Mój migdałek z takimi objawami przeniósł sie na tamten świat
((
--
Pozdrawiam, Kaśka
› Pokaż wiadomość z nagłówkami
3. Data: 2003-06-26 19:25:39
Temat: Re: Migdałek tak pieknie kwitł..
Użytkownik "Katarzyna Tkaczyk" napisała > Mój migdałek z takimi objawami
przeniósł sie na tamten świat
> ((
> --
Zawiadamiam, ze moj po kuracji zaproponowanej przez Basie Kulesz zyje i ma
sie juz dobrze.
Pozdr. Jurek
› Pokaż wiadomość z nagłówkami
4. Data: 2003-06-26 20:54:28
Temat: Odp: Migdałek tak pieknie kwitł..
Użytkownik Jerzy Wierzchnicki <j...@p...onet.pl> w
wiadomości do grup dyskusyjnych napisał:bdfhbu$80q$...@a...news.tpi.pl...
>
> Zawiadamiam, ze moj po kuracji zaproponowanej przez Basie Kulesz zyje i ma
> sie juz dobrze.
Jak mój umierał to jeszcze pl.rec.ogrodów nie było, szkoda, żyłby do dnia
dzisiejszego.
--
Pozdrawiam, Kaśka
› Pokaż wiadomość z nagłówkami
5. Data: 2003-06-27 05:50:01
Temat: Re: Migdałek tak pieknie kwitł..mój migdałek także nie wygląda najlepiej, liśćie od końców pędów zaczynają
usychać. Co to może być i jak mogę go uratować.
Z góry dziękuje
Pozdrawiam
dbogus
> Zawiadamiam, ze moj po kuracji zaproponowanej przez Basie Kulesz zyje i ma
> sie juz dobrze.
> Pozdr. Jurek
>
>
--
Wysłano z serwisu OnetNiusy: http://niusy.onet.pl
› Pokaż wiadomość z nagłówkami
6. Data: 2003-06-27 13:34:00
Temat: Re: Migdałek tak pieknie kwitł..
Użytkownik <d...@o...pl> napisał w wiadomości
news:4aac.00001074.3efbdb08@newsgate.onet.pl...

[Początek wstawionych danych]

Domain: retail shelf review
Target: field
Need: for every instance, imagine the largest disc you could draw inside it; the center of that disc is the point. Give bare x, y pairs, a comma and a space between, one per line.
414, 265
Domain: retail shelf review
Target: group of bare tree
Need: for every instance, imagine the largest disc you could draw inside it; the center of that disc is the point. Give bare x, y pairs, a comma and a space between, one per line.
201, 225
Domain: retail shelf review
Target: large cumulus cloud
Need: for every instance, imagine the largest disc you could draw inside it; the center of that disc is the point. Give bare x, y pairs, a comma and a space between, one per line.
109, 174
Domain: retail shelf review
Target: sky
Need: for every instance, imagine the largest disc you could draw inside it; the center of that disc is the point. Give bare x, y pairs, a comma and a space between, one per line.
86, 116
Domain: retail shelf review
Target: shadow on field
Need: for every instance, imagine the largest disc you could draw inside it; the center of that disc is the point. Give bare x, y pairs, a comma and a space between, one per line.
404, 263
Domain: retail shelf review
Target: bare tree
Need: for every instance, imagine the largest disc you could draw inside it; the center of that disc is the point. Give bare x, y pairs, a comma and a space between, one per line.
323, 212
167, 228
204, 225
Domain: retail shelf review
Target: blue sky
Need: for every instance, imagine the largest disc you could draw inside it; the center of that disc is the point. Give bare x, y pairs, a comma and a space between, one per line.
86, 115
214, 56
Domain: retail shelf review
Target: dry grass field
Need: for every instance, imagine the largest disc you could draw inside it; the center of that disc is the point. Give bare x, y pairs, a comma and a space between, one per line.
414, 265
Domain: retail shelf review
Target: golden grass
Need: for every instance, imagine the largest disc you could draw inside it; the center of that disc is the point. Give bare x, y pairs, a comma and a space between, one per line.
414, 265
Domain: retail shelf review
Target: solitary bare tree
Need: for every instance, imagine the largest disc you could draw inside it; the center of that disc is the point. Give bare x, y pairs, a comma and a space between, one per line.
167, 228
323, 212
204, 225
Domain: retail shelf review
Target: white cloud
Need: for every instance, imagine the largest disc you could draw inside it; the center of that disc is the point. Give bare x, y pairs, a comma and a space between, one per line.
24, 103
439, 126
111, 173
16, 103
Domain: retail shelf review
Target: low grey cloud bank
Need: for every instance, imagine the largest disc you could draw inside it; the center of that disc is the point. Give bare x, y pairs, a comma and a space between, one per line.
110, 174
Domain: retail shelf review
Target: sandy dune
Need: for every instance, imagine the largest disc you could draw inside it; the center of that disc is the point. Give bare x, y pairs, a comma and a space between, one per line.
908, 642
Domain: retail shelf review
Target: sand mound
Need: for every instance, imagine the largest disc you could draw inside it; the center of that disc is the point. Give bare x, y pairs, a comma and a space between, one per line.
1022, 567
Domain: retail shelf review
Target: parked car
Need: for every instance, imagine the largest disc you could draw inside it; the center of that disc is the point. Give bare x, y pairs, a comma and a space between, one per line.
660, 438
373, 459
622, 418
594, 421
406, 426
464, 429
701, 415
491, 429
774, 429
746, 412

> mój migdałek także nie wygląda najlepiej, liśćie od końców pędów zaczynają
> usychać. Co to może być i jak mogę go uratować.
Copyright by Basia Kulesz:
"Brunatna zgnizilzna drzew pestkowych.
Wiosną pojedyncze pędy i lście znajdujące się na nich gwałtownie więdną,
brązowieją i zamierają. Wierzchołki obumarłych pędów zaginają się do dołu.
Liście nie opdają, ale przez dłuższy czas pozostają na roślinie.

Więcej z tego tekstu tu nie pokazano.